KUALA LUMPUR: Impacted by disruptions to its operations and lower customer demand, Daibochi Bhd recorded a 22.7% drop in operating profit for the financial year ended July 31, 2021 (FY21), to RM52.2mil from RM67.5mil previously.
However, profit attributable to owners of the company decreased a marginal 1.3% to RM47mil from RM48mil previously given the applicable tax incentives derived from the group’s ongoing expansion.
Revenue for the financial year was RM602mil, 2.81% lower than in the previous year.In a filing with Bursa Malaysia, Daibochi said the decline in operating profit was mainly due to higher raw material prices and freight costs as well as additional expenses incurred in compliance with the various containment measures.

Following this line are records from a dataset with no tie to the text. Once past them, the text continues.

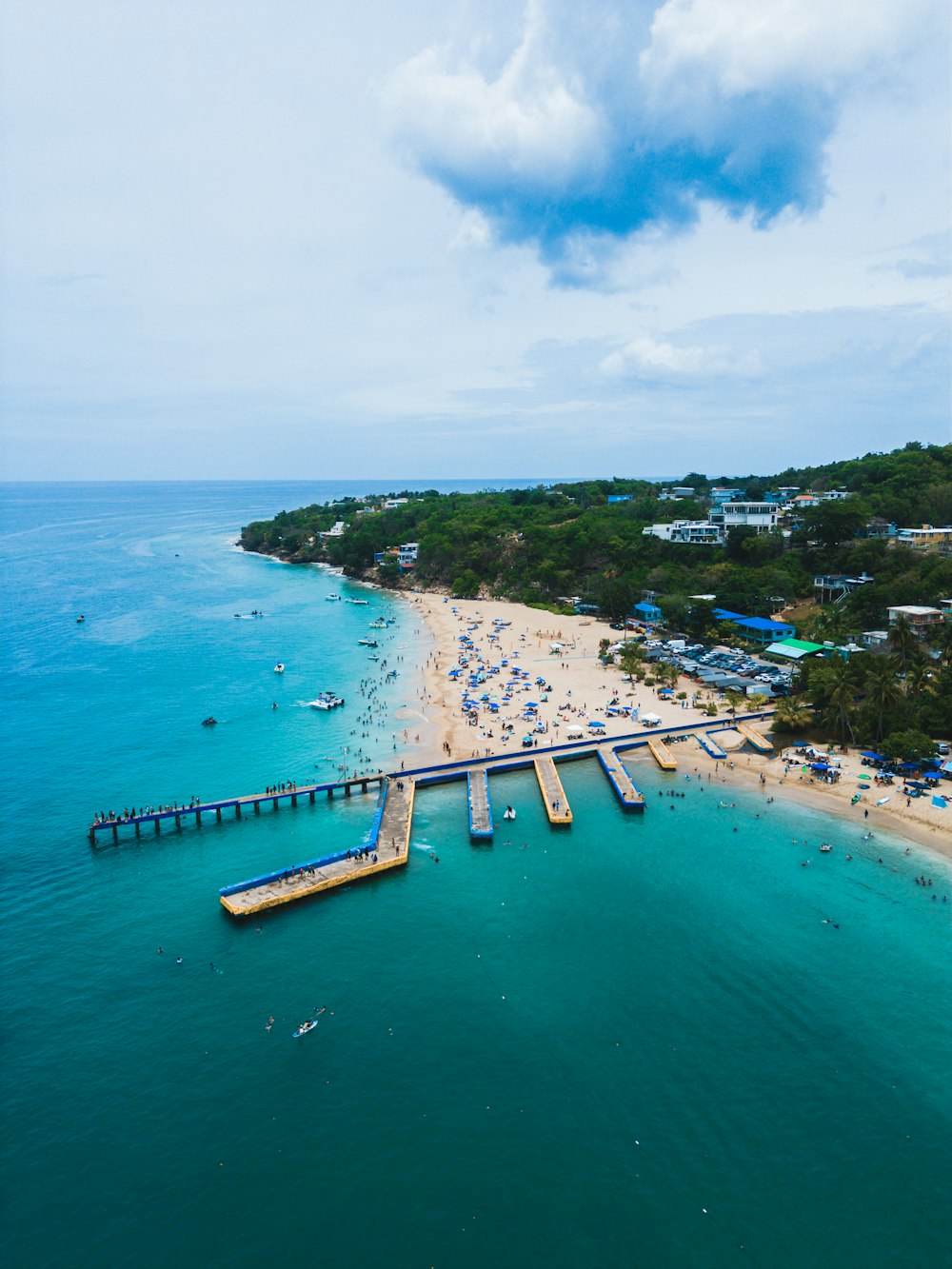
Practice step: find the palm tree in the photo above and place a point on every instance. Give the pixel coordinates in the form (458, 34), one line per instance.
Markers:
(792, 713)
(841, 701)
(883, 693)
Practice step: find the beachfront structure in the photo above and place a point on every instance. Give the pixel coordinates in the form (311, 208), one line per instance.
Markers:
(925, 537)
(758, 515)
(795, 648)
(837, 585)
(917, 616)
(646, 612)
(758, 629)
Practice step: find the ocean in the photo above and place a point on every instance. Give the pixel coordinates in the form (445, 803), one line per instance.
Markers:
(647, 1041)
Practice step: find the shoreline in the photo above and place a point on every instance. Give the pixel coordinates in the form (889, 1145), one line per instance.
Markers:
(582, 689)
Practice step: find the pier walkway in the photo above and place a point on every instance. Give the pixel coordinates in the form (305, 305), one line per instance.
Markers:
(710, 746)
(238, 803)
(754, 738)
(552, 793)
(387, 846)
(620, 780)
(479, 803)
(662, 754)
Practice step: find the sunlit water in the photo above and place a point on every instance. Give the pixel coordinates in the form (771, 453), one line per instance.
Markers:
(631, 1043)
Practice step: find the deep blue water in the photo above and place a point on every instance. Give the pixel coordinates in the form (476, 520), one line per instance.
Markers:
(634, 1043)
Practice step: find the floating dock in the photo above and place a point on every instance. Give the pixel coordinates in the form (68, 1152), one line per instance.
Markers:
(552, 793)
(387, 846)
(710, 745)
(480, 804)
(662, 754)
(754, 738)
(620, 780)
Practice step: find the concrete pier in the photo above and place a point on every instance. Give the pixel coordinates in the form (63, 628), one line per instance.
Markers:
(552, 793)
(479, 803)
(710, 745)
(620, 780)
(662, 754)
(387, 846)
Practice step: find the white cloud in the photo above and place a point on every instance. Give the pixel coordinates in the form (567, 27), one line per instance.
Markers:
(649, 358)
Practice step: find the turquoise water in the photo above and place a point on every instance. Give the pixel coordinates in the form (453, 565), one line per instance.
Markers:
(555, 1051)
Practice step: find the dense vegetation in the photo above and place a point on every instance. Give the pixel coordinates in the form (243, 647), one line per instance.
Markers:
(539, 545)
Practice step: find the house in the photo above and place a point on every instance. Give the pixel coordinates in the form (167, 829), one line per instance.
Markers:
(649, 613)
(722, 494)
(731, 515)
(918, 617)
(925, 537)
(837, 585)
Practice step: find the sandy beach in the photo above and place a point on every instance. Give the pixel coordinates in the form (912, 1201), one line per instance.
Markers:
(579, 689)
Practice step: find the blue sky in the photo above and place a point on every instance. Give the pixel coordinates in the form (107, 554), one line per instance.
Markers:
(299, 239)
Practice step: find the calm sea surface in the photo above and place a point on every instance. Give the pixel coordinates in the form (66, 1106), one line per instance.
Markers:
(635, 1043)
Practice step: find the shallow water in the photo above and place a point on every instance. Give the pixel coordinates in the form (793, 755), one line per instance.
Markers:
(634, 1042)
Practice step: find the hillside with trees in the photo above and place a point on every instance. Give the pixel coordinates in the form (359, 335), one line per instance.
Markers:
(540, 545)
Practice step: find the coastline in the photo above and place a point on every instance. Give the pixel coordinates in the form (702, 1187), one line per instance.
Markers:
(585, 685)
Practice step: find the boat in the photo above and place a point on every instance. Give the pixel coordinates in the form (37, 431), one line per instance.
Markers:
(327, 701)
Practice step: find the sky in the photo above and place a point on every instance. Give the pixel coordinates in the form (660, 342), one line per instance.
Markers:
(343, 239)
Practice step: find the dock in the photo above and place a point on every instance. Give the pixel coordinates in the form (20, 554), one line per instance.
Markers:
(480, 804)
(387, 846)
(620, 780)
(552, 793)
(758, 740)
(662, 754)
(253, 801)
(710, 745)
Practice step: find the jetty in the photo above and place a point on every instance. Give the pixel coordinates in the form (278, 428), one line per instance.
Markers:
(387, 845)
(758, 740)
(710, 746)
(253, 801)
(620, 780)
(552, 793)
(662, 754)
(479, 803)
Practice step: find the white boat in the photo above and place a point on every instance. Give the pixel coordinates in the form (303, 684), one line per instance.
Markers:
(327, 701)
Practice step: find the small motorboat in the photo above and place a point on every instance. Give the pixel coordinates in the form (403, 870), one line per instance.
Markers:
(327, 701)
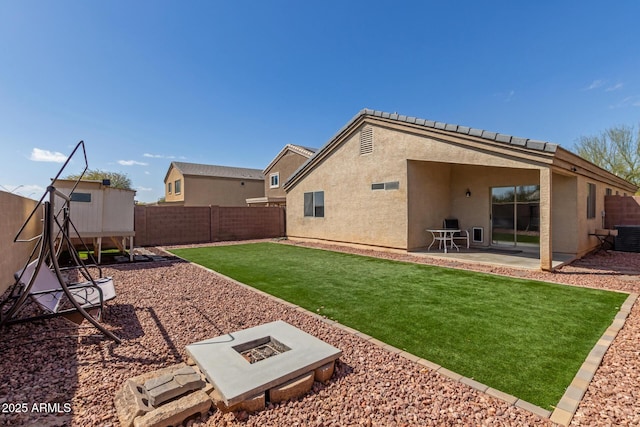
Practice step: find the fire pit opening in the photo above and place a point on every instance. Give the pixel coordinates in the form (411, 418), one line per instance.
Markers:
(260, 349)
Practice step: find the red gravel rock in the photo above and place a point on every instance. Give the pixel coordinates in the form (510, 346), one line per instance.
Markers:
(163, 306)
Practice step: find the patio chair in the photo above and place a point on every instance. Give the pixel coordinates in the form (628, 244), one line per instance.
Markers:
(452, 223)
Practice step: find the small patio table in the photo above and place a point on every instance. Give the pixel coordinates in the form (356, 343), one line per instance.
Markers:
(443, 235)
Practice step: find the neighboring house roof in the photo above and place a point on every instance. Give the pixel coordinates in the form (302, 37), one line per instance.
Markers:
(298, 149)
(196, 169)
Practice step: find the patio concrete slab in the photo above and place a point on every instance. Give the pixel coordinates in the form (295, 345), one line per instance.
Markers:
(237, 380)
(508, 258)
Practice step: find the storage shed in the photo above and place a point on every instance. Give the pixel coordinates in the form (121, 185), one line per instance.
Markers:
(99, 211)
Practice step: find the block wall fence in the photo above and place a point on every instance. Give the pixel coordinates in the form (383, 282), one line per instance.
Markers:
(621, 210)
(177, 225)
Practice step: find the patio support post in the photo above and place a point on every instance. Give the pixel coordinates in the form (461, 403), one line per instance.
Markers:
(546, 227)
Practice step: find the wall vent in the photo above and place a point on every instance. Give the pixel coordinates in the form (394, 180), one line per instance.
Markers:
(366, 140)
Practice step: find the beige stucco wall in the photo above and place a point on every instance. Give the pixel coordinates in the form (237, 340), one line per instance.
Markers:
(205, 191)
(434, 189)
(285, 166)
(353, 212)
(14, 210)
(438, 191)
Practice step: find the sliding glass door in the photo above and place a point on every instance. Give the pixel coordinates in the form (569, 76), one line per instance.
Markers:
(515, 215)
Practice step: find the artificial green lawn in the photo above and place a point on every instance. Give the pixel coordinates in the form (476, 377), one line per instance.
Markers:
(522, 337)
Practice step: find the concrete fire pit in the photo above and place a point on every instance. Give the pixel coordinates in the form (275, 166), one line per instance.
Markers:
(265, 359)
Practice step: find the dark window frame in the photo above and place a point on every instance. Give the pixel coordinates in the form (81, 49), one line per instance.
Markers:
(314, 204)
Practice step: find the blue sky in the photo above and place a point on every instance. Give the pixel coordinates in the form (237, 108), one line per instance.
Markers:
(144, 83)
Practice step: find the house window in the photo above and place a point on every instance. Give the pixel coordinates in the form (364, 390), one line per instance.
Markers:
(366, 140)
(314, 204)
(274, 180)
(591, 200)
(393, 185)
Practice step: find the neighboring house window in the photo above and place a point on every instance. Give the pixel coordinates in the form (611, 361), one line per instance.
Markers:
(366, 140)
(314, 204)
(274, 179)
(591, 200)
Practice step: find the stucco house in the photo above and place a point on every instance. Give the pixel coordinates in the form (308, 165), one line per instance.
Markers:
(384, 179)
(193, 184)
(288, 160)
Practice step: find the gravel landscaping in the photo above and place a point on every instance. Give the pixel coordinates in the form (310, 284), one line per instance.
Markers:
(163, 306)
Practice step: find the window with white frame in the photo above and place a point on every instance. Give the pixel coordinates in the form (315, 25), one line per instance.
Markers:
(591, 200)
(274, 180)
(314, 204)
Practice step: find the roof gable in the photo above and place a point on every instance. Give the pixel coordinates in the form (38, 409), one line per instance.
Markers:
(298, 149)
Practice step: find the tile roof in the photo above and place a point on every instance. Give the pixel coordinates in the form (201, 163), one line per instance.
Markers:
(218, 171)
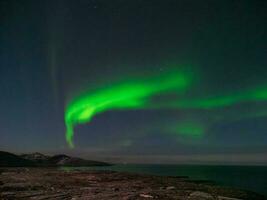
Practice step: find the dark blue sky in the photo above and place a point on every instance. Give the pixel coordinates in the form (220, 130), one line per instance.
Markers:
(52, 50)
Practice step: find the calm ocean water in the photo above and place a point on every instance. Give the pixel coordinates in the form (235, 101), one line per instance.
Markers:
(252, 178)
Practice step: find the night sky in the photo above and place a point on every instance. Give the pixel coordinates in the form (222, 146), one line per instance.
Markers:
(54, 53)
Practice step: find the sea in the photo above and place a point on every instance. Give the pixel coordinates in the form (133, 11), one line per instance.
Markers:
(253, 178)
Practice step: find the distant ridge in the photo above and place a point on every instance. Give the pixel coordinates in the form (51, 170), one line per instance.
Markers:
(40, 160)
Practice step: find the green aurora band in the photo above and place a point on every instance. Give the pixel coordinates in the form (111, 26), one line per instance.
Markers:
(128, 95)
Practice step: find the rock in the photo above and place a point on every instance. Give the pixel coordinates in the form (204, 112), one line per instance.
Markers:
(200, 196)
(170, 188)
(227, 198)
(146, 196)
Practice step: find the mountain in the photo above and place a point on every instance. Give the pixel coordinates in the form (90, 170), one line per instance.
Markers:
(40, 160)
(64, 160)
(61, 160)
(12, 160)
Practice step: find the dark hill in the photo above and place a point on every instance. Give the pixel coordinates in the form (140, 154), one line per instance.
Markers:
(12, 160)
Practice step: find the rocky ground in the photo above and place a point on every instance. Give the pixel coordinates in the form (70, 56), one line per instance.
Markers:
(44, 184)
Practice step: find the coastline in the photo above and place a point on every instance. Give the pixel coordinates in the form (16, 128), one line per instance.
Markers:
(51, 183)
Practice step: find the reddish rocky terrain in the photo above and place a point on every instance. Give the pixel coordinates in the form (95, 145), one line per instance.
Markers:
(44, 184)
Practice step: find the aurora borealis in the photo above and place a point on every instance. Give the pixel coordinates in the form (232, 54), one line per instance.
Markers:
(124, 96)
(135, 81)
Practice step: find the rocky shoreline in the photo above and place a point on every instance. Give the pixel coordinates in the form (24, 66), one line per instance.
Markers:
(54, 184)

“Although the country is gradually resuming economic activities under the National Recovery Plan, the fact remains that the operating landscape for the manufacturing sector remains very volatile,” said Daibochi executive director Low Jin Wei in a statement.
He added that the group continues to incur increased expenses in line with the Covid-19 compliance and face higher freight costs and volatility in raw material prices.
However, the group has largely avoided supply chain issues due to its stable and reliable supply of raw materials from Scientex Bhd, a major purchaser of plastic resins.
“We endeavour to assure our clients in the essential food and beverage and fast-moving consumer goods sectors of our ability to reliably produce and deliver flexible plastic packaging products to facilitate customers’ timely go-to market.
“Therefore, we are striving very hard to achieve operational stability and resume our growth path,” Low said.